Since many don't understand this issue, let me explain more thoroughly.
I worked for a security company for years. This debate went on for years. Some wanted to disallow ALL UNSIGNED EXEs... As they did with Vista+ x64 drivers. However, some of us, including me, fought to make it so unsigned EXEs could be run. Of course, backwards compatibility also strongly encouraged this. So, consider yourselves lucky Microsoft didn't decide to put even stronger warnings on unsigned EXEs, or disallow them to be run at all, especially for 64-bit code, where new code had to built anyway (reducing the complications of backwards compatibility).
This change happened in Vista, where, if you never noticed, the UAC elevation prompt for unsigned EXEs has a much more ominous warning than a signed EXE.
The cost last I checked was (always going down) $80 a YEAR. That is $6.66 a month. So, eat one or two less cheeseburgers a month. Even enthusiasts can afford that. The cost of electricity to build the software is probably higher than that. If the cost was $1000 a year, my stance would be different - and so would Microsoft's.
Us engineers are ALWAYS trying to protect the 'small guy' against the 'big business'. Yet, these sort of criticisms come, and it is the malware authors you should blame -- not anyone else.

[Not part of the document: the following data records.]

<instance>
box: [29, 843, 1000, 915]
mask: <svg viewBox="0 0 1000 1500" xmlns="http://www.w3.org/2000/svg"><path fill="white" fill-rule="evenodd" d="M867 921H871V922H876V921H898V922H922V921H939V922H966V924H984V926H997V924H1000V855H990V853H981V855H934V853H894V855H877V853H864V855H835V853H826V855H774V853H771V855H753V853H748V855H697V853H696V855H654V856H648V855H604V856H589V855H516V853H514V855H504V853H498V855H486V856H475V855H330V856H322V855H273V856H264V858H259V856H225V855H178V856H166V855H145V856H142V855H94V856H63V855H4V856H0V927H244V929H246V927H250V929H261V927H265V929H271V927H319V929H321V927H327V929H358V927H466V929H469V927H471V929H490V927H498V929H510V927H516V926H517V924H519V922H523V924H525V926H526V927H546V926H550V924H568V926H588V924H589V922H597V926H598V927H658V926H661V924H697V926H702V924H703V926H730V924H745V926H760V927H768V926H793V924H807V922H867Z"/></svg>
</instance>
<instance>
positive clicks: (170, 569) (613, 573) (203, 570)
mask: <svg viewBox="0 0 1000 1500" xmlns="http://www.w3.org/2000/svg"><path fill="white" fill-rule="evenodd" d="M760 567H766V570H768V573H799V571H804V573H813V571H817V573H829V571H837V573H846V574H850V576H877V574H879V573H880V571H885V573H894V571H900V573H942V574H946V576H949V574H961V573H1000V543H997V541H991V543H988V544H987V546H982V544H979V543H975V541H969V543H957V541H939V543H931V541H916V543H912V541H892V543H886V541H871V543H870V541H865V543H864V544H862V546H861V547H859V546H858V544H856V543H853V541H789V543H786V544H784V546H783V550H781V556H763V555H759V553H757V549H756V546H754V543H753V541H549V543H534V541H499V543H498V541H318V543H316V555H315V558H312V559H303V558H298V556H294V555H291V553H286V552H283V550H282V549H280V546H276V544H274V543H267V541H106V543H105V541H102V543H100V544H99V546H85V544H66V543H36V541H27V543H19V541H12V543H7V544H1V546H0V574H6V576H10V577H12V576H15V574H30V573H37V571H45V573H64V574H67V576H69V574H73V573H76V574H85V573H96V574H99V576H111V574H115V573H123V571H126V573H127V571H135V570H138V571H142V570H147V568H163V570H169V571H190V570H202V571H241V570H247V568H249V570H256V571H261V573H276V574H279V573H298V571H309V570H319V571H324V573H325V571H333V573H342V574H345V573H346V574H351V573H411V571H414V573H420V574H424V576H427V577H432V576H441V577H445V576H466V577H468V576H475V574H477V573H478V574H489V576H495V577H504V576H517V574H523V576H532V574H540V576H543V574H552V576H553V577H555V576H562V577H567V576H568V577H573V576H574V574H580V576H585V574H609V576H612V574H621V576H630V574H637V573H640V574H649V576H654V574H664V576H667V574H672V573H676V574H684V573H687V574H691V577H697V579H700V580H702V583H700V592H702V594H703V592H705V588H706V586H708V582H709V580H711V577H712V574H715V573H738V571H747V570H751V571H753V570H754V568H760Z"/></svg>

There is a cost to doing almost anything, and this is one additional (small) cost of publishing software. If you don't want to pay this 'fee', then you can publish unsigned EXEs and tell your users to ignore the security warnings, explaining why.
Now, I've helped you understand why this is so. Do you understand? The malware problem mandated it, and you are lucky the warning isn't worse, and that your code runs at all. As I've said, throughout history, the 'bad guys' come in and force legitimate businesses (or hobbyists) to incur additional overhead in order to prove their trustworthiness. As explained above, the mere presence of a cert doesn't mean much, it is the history of that cert that ends up counting. All security vendors track how good of a history your cert has shown. That is how things are done now, and why unsigned EXEs are potentially inherently more risky.
I do not mean to offend, but you are about 5 years behind the times on this 'debate' ... The debate is long over, and there is no changing things now. I know many here want a world where everything is free. Well, that isn't the utopia we live in. I wish it were. But it isn't. You aren't going to force Microsoft to change a policy they debated for years because you can not afford a cert (hard to believe if you can afford hosting, but.. whatever).
Now, I've helped you get up to speed on things. Don't take your anger, if there is any, out on the messenger.